Ceci est devenu la « Doctrine Drago », définissant le principe selon lequel aucun créditeur ne peut collecter une dette aux dépens de l’existence, de la souveraineté et de l’indépendance d’un pays. La lettre citait le premier secrétaire au Trésor américain Alexander Hamilton, affirmant que des contrats entre un pays et des individus privés «  ne peuvent faire l’objet de l’usage de la force  ».

Jaua a terminé son discours en demandant la mise en place d’un nouveau système financier international :

Voilà pourquoi nous sommes venus, 112 ans après cette lettre du valeureux ministre Drago, au nom de notre gouvernement et de notre peuple pour dire que l’Argentine ne peut être forcée de payer dans des conditions inacceptables une dette qui est immorale et qui présente des signes manifestes d’illégalité. (…) Ce qui arrive aujourd’hui à l’Argentine nous arrivera à nous tous... Ministres, faisons plus que de simplement lancer un appel. Donnons-nous pour tâche de redéfinir de toute urgence le système financier international.

Depuis cette réunion de l’OEA du 3 juillet, les BRICS se sont ralliés à la cause de l’Argentine et se sont dotés de nouvelles institutions financières orientées vers le futur et le respect de la souveraineté des nations. Celles-ci seront appelées à remplacer les institutions originales du système de Bretton Woods qui ne peuvent plus désormais assurer une paix mondiale basée sur un développement mutuel des états-nations, mais qui sont réduites à n’engendrer qu’austérité et conflits militaires pour le compte d’un empire financier agonisant centré à Londres et à Wall Street.

Il est désormais la responsabilité de tout citoyen d’étudier et d’assurer le succès de cette nouvelle initiative.
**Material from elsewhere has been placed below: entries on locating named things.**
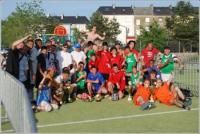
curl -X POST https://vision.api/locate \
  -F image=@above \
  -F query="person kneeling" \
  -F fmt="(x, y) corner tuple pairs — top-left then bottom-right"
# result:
(87, 66), (107, 101)
(108, 64), (125, 101)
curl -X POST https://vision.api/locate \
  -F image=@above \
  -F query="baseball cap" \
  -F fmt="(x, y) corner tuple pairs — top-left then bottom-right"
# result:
(74, 43), (81, 48)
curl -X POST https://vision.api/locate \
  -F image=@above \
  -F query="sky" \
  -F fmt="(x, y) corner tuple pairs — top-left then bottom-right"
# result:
(0, 0), (199, 20)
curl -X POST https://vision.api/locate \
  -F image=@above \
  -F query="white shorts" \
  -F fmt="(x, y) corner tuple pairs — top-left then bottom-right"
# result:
(161, 73), (174, 82)
(40, 101), (52, 112)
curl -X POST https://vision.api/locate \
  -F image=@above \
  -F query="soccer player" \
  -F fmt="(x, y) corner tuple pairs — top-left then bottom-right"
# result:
(55, 67), (76, 102)
(110, 47), (125, 69)
(88, 54), (98, 70)
(127, 40), (139, 58)
(141, 41), (161, 67)
(128, 66), (142, 101)
(154, 75), (190, 110)
(133, 79), (152, 110)
(98, 42), (111, 80)
(75, 62), (87, 95)
(87, 66), (107, 98)
(107, 64), (125, 99)
(159, 47), (181, 82)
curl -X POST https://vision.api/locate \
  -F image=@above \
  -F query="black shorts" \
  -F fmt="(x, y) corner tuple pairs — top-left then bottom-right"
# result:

La première mesure nécessaire doit-être le passage immédiat d’une loi Glass-Steagall au niveau de chaque pays et, par la suite, trois autres mesures qui pourront de façon unique garantir le succès du modèle Hamiltonien à l’échelle internationale.

Gilles Gervais


[1Alexander Nahum Sack : Les Effets des transformations des États sur leurs dettes publiques et autres obligations financières : traité juridique et financier, Recueil Sirey, 1927.